Aneuploidy is a hallmark of cancer and a major cause of miscarriages in humans. It is caused by chromosome segregation errors during cell divisions. Evidence is mounting that the probability of specific chromosomes undergoing a segregation error is non-random. In other words, some chromosomes have a higher chance of contributing to aneuploid karyotypes than others. This could have important implications for the origins of recurrent aneuploidy patterns in cancer and developing embryos. Here, we review recent progress in understanding the prevalence and causes of non-random chromosome segregation errors in mammalian mitosis and meiosis. We evaluate its potential impact on cancer and human reproduction and discuss possible research avenues.

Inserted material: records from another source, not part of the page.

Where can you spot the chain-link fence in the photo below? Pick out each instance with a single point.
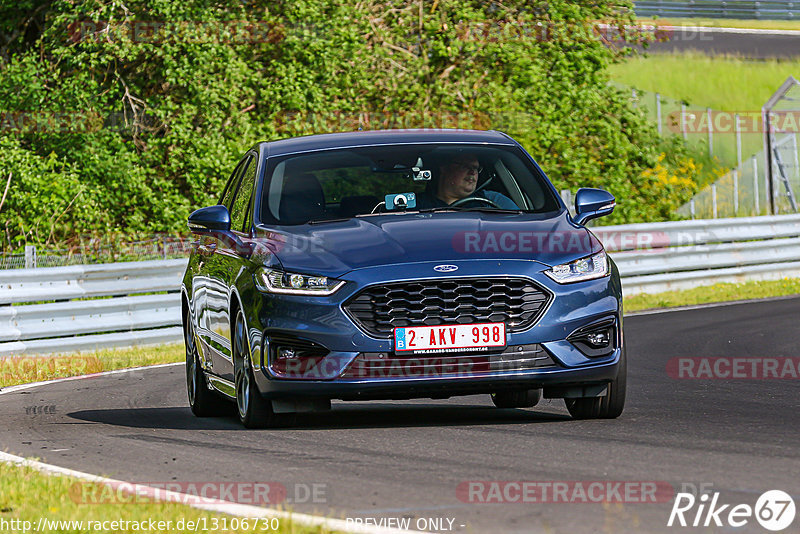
(160, 247)
(767, 182)
(724, 138)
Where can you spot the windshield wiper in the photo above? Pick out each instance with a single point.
(477, 208)
(323, 221)
(492, 209)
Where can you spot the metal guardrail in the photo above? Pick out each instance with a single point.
(67, 322)
(657, 257)
(730, 9)
(651, 258)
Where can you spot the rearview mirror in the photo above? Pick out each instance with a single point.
(592, 203)
(209, 220)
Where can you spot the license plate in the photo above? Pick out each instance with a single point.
(449, 338)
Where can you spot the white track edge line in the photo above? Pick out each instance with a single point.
(710, 305)
(212, 505)
(21, 387)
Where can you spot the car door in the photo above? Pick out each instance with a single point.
(223, 267)
(206, 285)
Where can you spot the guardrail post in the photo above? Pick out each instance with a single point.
(683, 121)
(30, 257)
(710, 133)
(755, 183)
(658, 112)
(738, 140)
(714, 199)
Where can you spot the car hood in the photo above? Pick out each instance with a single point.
(334, 248)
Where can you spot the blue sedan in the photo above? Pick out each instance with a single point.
(399, 264)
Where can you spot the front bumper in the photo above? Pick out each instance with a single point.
(322, 321)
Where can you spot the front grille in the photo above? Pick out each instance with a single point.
(517, 302)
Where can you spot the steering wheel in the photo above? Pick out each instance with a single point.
(479, 199)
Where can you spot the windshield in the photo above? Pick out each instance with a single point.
(364, 181)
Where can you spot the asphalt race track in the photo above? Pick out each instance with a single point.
(715, 41)
(406, 459)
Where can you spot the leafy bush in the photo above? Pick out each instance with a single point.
(154, 101)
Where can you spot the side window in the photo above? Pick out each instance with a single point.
(241, 204)
(230, 189)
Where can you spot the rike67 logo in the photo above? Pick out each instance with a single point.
(774, 510)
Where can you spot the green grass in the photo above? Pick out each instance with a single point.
(722, 83)
(27, 495)
(24, 369)
(714, 293)
(727, 83)
(724, 23)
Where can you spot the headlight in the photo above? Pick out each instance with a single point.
(588, 268)
(274, 281)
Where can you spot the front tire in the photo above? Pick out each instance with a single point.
(202, 401)
(609, 406)
(254, 411)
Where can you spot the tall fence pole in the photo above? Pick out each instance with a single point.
(30, 257)
(710, 133)
(683, 121)
(738, 128)
(658, 112)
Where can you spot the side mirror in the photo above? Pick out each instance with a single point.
(210, 220)
(592, 203)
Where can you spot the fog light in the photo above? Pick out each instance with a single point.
(598, 339)
(286, 353)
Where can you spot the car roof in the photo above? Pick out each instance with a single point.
(383, 137)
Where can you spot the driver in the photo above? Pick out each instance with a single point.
(458, 180)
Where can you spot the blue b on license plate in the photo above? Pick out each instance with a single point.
(449, 338)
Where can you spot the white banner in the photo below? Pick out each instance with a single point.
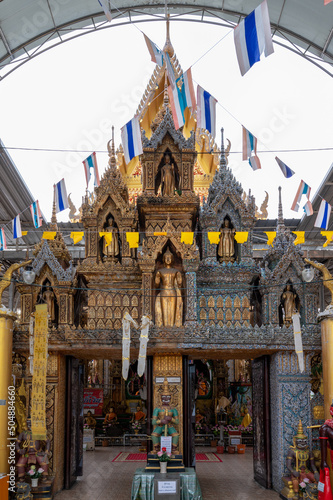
(298, 341)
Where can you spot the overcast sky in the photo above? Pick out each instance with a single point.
(68, 98)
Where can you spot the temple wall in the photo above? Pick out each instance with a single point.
(290, 402)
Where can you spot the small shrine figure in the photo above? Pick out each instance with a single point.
(169, 302)
(139, 415)
(110, 417)
(48, 297)
(326, 439)
(168, 178)
(89, 420)
(300, 460)
(164, 420)
(111, 250)
(288, 300)
(31, 451)
(226, 248)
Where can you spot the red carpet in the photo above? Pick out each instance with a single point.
(142, 457)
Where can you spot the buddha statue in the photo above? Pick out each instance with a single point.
(168, 177)
(164, 420)
(169, 302)
(226, 247)
(300, 461)
(111, 250)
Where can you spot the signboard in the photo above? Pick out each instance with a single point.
(166, 442)
(93, 400)
(167, 487)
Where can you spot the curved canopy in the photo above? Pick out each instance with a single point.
(29, 27)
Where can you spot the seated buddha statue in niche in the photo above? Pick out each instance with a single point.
(169, 302)
(226, 247)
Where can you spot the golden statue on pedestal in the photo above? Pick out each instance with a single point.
(169, 302)
(226, 248)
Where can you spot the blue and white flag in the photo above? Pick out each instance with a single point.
(16, 224)
(36, 214)
(323, 216)
(287, 172)
(88, 163)
(3, 243)
(60, 196)
(106, 9)
(155, 53)
(131, 139)
(206, 111)
(252, 37)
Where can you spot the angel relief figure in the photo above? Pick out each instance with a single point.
(169, 301)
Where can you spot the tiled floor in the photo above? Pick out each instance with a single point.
(106, 480)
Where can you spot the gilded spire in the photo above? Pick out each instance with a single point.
(280, 225)
(111, 150)
(54, 222)
(168, 45)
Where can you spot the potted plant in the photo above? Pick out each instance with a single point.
(136, 426)
(35, 474)
(164, 457)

Keywords: aneuploidy; cancer; chromosomal instability; development; embryo; meiosis; mitosis; non-random segregation errors.

Figure 1

Chromosomes differ in many ways. The graph shows the length of chromosome arms and the location of centromeres, the relative radial distances of chromosomes towards the center of the nucleus [37], and the gene densities, as calculated from Ensembl (GRCh38.p13). Grey areas on chromosomes indicate the presence of large heterochromatin blocks. Chromosomes can be metacentric (centromere is near the middle of the chromosome), submetacentric (centromere is more towards one side of the chromosome), or acrocentric (centromere is near the end of a chromosome).

Figure 2

Cartoon illustrating different phases of mitosis (top) and meiosis (bottom). During mitosis, all the DNA is supposed to evenly split, creating two genetically identical daughter cells. Chromosomes (blue) are brought to the metaphase plate with the help of microtubules (orange) or motor proteins (light blue). During this phase, sister kinetochores (green) could be: (1) unattached, leading to the activation of the spindle assembly checkpoint (SAC); (2) erroneously attached, which is resolved by the error-correction machinery; (3) laterally attached, which allows for transport towards the metaphase plate; (4) end-on attached, which favors proper segregation. Only when all sister kinetochores are bioriented is the SAC silenced, causing the removal of centromeric cohesin (white) and the movement of sisters to opposite poles. Meiosis follows many of the same principles as mitosis, but differs as well. Instead of creating two genetically identical diploid daughter cells, meiosis generates four genetically different haploid cells. Furthermore, homologous chromosomes are not only affected by cohesin, but also by chiasmata (red), which are physical links created during genetic recombination. During meiosis, the homologous chromosomes are separated first followed by separation of the sisters. Zoom-ins in the figure highlight some of the mechanisms responsible for proper chromosome segregation; 4C, 2C, and 1C refer to DNA content.

Figure 3

Hypothesized consequences of non-random segregation errors. (a) Frequently missegregating chromosomes gives rise to the recurrent aneuploidy pattern seen in cancer. Graphs depicting influence of non-random segregation errors on the speed by which a tumor grows (b), it reaches metastatic potential (c) or is able to grow out after therapy (d). (e) Graph showing the relationship between age and oocyte aneuploidy rate [62] or the aneuploidy syndrome live-birth rate [126].